Joy, consternation and, for some, outright shock are reverberating among Catholics worldwide at the first sight of their new pope, Benedict XVI, in his red robes. The most conservative regard the German Joseph Ratzinger as their champion, with his influential rock-hard stands against gay unions, cloning, the ordination of women and any dismantling of the firewall between Catholicism and every other religion in the world. Liberals regard him as medieval, a threat to the theological exploration of sexual ethics, pluralism and a church for the third millennium.
Now that he is pontiff, both sides are holding their breath.
One key to Benedict's papacy may be found far from the elegant St. Peter's Square or the after-Mass coffees in U.S. church halls. Ratzinger made one of his hallmark stands as a Vatican force in the villages and rough urban-misery belts of Latin America, the globe's most Catholic region. There, in the 1980s, he confronted the fast-moving tide of liberation theology, an intellectual and popular movement that linked Catholic theology and political activism in everyday issues of social justice and human rights. Ratzinger officially reversed the tide, forbidding certain Catholic theologians to publish, in what was called a "silencing."
Ratzinger issued a 1984 document with something like the force of law. The "Instruction" defined Rome's opposition to liberation theology's "fundamental threat" and weighed in on naming conservative Latin bishops.
Unofficially, liberation theology lives. On a continent of some 500 million -- where most are poor, where the neoliberal economic plans of the 1990s didn't pan out, and where three-quarters of its people now live under democratically elected leftist governments -- the attraction of a Catholicism that links God's will with the desire for a better and more dignified life in the here and now, not just after death, remains strong. How Benedict XVI faces this reality, for face it he must in a church that claims to be not just "one" but "universal," will be a marker of his papacy.

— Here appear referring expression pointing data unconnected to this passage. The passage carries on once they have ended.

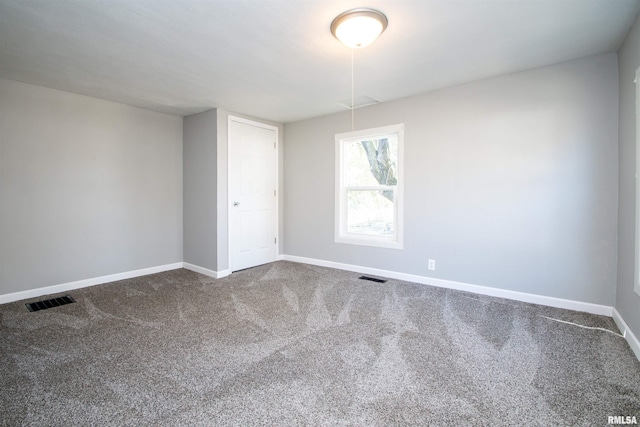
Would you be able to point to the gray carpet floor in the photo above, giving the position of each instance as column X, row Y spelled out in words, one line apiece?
column 293, row 344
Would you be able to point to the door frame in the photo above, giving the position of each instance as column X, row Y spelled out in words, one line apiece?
column 276, row 151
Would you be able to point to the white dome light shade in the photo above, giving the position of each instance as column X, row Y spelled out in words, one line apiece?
column 358, row 27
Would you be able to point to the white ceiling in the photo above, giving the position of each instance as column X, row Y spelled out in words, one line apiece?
column 277, row 60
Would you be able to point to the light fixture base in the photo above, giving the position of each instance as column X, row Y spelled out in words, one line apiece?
column 359, row 27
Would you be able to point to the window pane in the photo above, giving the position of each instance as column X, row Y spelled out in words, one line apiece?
column 371, row 161
column 370, row 212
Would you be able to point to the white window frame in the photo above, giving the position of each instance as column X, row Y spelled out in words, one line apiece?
column 636, row 286
column 341, row 234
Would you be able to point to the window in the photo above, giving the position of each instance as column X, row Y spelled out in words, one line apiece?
column 369, row 187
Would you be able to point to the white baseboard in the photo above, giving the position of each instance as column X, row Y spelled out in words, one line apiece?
column 63, row 287
column 206, row 271
column 633, row 341
column 477, row 289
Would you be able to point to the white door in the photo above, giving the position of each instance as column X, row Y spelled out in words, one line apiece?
column 253, row 225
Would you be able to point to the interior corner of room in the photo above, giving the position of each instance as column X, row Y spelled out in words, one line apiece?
column 520, row 185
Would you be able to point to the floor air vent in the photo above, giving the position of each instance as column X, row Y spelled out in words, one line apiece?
column 372, row 279
column 49, row 303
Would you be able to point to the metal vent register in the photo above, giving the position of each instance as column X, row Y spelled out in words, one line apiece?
column 372, row 279
column 49, row 303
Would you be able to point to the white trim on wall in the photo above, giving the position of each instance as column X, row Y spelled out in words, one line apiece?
column 63, row 287
column 633, row 341
column 602, row 310
column 206, row 271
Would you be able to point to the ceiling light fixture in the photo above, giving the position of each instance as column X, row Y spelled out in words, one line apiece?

In the 1980s, the Berlin Wall remained intact and Ratzinger believed liberation theology was incipient Marxism with a religious veneer. He zeroed in on some intellectual proponents who linked Marx and Jesus. He did not focus on the outcomes of Vatican II -- where Ratzinger himself was considered a liberal reformer -- and the Latin American conferences in Medellin and Puebla, where bishops decided that the Latin church must stake its future on "an option for the poor." He did not publicly regard the thousands of small communities who were reading the Bible together in a new way, sitting under trees or on dirt floors with no clergy or intellectuals in sight, finding what they called the strength to be actors in their lives.
What would have happened, Guatemalans and Salvadorans ask to this day, if Ratzinger and Pope John Paul II had supported the Latin American call for liberation from autocratic rulers with the same force with which the European churchmen supported the Polish Solidarity revolution?
On the eve of his election as pope, Ratzinger addressed the cardinals with an unmistakable condemnation of "relativism," which can include the idea that one religion is as good as another. He also raised this idea last year in his book "Called to Communion." In the 1980s, the idea that liberation theology was not strictly Catholic, but "frequently tries to create a new universality for which the classical church divisions are supposed to have become irrelevant," rankled Ratzinger.
Indeed, liberation theology was quickly spreading at the time, and not only geographically from the thatched-roof chapels in Latin America to Africa, the Philippines and the barrios of North America. It was jumping churches, too. Renowned American Protestant thinkers such as Robert McAfee Brown spoke to it and defended Catholic theologians "silenced" by Ratzinger. The Rev. Luis Gurriaran, a Spanish Sacred Heart priest working in rural Guatemala, once recalled how fundamentalist evangelical Protestant preachers -- the proliferation of whom are seen as a headache by bishops today -- embraced local forms of liberation theology after massacres or intense hardships in their communities. "Those who identify with their congregations come to look at the world through their eyes," he said. How the new pope regards this mutual embrace of people of faith on the ground, no matter what their churches, will be key to the shape of his tenure.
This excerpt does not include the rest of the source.